Minum matcha berlebihan ternyata tak baik untuk kesehatan/Foto : Ilustrasi Dok. iStock Minum matcha berlebihan ternyata tak baik untuk kesehatan/Foto : Ilustrasi Dok. iStock

Jakarta, GPriority.co.id – Minuman matcha belakangan ini banyak digemari, terutama di kalangan anak muda. Minuman berwarna hijau ini disebut memiliki manfaat kesehatan.

Namun, menurut sebuah penelitian yang dilansir dari NY Post menyebut, kebanyakan minum matcha justru dapat berisiko buruk untuk tubuh. Selain mengganggu kadar zat besi, mengonsumsi minuman ini dalam kadar banyak juga bisa meningkatkan anemia dan membuat penikmatnya merasa lemah dan lelah.

Zat besi sendiri merupakan komponen kunci hemoglobin, protein dalam sel darah merah yang mengangkut oksigen dari paru-paru ke seluruh tubuh. Zat besi juga penting untuk perkembangan otak, produksi hormon, hingga fungsi sel secara keseluruhan.

“Matcha mengandung tanin yang berikatan dengan zat besi non-heme, yang merupakan bentuk zat besi yang ditemukan pada tumbuhan, dan pada gilirannya dapat menghalangi kemampuan tubuh Anda untuk menyerap mineral tersebut,” ujar Farzanah Nasser, seorang ahli gizi.

Jika dikonsumsi berlebihan, matcha dapat menyebabkan kekurangan zat besi yang kini telah mempengaruhi sekitar 10 juta orang di AS. Sementara 5 juta orang AS lainnya mengalami anemia akibat terlalu banyak mengonsumsi matcha.

Seseorang yang kekurangan zat besi akan merasakan beberapa gejala seperti kelelahan ekstrem, kulit pucat, sesak napas, sakit kepala, pusing, hingga kuku yang rapuh.

“Minum matcha saat atau setelaj makan memiliki efek penghambatan penyerapan zat besi yang lebih kuat. Disarankan untuk memberi jeda waktu satu hingga dua jam setelah atau sebelum makan, jika ingin mengonsumsi matcha,” ujar seorang ahli nutrisi.
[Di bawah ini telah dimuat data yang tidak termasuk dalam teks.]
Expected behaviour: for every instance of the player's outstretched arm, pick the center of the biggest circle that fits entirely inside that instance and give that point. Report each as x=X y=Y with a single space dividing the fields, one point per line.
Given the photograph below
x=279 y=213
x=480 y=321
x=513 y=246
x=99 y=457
Selain itu, para ahli juga menyarankan untuk lebih banyak mengonsumsi makanan dan minuman yang kaya akan vitamin C seperti jeruk dan paprika, untuk meningkatkan penyerapan zat besi. Batas konsumsi matcha yang aman yaitu satu cangkir setiap hari.

Jika dilihat dari sisi sejarah dan manfaatnya, minuman matcha sebenarnya telah menjadi minuman pokok di Jepang selama berabad-abad. Saat ini, banyak yang menjadikan matcha sebagai pilihan minuman untuk dikonsumsi pada pagi hari. Termasuk bagi mereka yang menerapkan gaya hidup sehat. Pasalnya, matcha disebut sebagai alternatif minuman yang lebih sehat dibandingkan kopi.

“Matcha mengandung asam amino yang disebut i-theanine, yang dikenal karena efek menenangkannya. Kemudian dikombinasikan dengan kandungan kafein alami matcha, akan memberikan efek dorongan energi yang lebih baik kepada penikmatnya, tanpa rasa cemas dan gelisah seperti saat kita mengonsumsi kopi,” jelas Sarah Martel, seorang ahli diet bersertifikasi.